In the near term the Governor’s confirmation that “The Board will keep the bond purchase program under review, particularly in light of the evolving outlook for jobs and inflation … is prepared to do more if necessary”. raises the real prospect that the $100 billion program, which is targeted to be completed by June, will be extended. That decision would certainly be consistent with the timing that Westpac currently envisages for the adjustment of the yield curve control policy.

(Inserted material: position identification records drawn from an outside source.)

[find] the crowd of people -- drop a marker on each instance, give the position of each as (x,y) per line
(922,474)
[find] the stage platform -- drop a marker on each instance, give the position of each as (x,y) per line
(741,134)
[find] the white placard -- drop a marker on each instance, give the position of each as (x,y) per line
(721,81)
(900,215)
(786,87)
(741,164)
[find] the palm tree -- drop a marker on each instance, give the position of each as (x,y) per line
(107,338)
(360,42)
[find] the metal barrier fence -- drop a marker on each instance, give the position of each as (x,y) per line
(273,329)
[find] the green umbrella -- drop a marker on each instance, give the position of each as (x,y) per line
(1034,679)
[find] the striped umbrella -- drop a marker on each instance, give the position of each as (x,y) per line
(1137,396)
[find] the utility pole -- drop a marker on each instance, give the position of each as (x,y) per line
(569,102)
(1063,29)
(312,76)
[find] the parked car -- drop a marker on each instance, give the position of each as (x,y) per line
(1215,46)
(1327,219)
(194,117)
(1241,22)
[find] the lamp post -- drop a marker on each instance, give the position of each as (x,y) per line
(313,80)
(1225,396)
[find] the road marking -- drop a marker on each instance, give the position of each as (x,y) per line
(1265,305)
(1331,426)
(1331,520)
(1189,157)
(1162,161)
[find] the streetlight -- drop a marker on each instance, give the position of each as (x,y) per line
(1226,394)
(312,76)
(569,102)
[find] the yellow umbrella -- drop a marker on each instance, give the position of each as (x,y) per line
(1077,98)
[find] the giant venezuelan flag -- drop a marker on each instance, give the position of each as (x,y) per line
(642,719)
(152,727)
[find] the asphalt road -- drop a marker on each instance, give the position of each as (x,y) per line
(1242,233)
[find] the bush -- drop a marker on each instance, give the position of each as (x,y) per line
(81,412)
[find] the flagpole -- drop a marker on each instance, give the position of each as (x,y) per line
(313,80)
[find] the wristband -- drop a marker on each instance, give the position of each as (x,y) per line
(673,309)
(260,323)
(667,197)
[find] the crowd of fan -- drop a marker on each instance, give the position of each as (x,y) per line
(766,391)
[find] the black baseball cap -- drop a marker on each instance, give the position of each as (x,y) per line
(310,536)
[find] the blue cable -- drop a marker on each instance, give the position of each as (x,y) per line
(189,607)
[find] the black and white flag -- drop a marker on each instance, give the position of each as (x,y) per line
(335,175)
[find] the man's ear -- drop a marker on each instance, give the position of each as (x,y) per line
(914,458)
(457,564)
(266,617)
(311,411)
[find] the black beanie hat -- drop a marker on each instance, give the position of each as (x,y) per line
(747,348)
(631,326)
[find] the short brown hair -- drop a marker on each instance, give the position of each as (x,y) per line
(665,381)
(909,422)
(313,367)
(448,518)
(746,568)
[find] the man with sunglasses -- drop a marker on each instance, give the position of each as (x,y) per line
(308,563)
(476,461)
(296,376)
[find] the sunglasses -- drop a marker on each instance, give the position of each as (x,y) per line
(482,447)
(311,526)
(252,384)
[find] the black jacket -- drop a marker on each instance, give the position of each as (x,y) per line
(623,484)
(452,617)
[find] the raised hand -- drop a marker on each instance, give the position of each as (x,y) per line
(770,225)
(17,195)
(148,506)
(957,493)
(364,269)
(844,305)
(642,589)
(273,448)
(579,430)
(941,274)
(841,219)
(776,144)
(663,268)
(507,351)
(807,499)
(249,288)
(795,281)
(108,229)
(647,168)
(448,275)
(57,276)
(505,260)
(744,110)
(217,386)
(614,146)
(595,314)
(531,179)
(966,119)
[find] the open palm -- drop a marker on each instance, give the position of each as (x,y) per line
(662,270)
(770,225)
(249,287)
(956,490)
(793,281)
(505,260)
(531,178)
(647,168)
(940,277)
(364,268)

Since the Board announced its suite of policies on November 3 the AUD has risen from USD0.716 to USD 0.737. As noted in the Governor’s Statement the policy response contributes to “a lower exchange rate than otherwise”.  Reasonably the Governor attributes the vaccine related “improvement in risk sentiment” with a depreciation of the US dollar and an appreciation of the Australian dollar”. There is no hint of disappointment or impatience with this rise in the AUD.


Whereas 2021 might appear to be an uneventful year from the perspective of the cash rate the introduction of the RBA’s other policy tools raises a range of uncertainties about the policy mix.

All of these uncertainties will have significant implications for markets; the yield curve; and ultimately the economy.

2021 might not be that boring after all!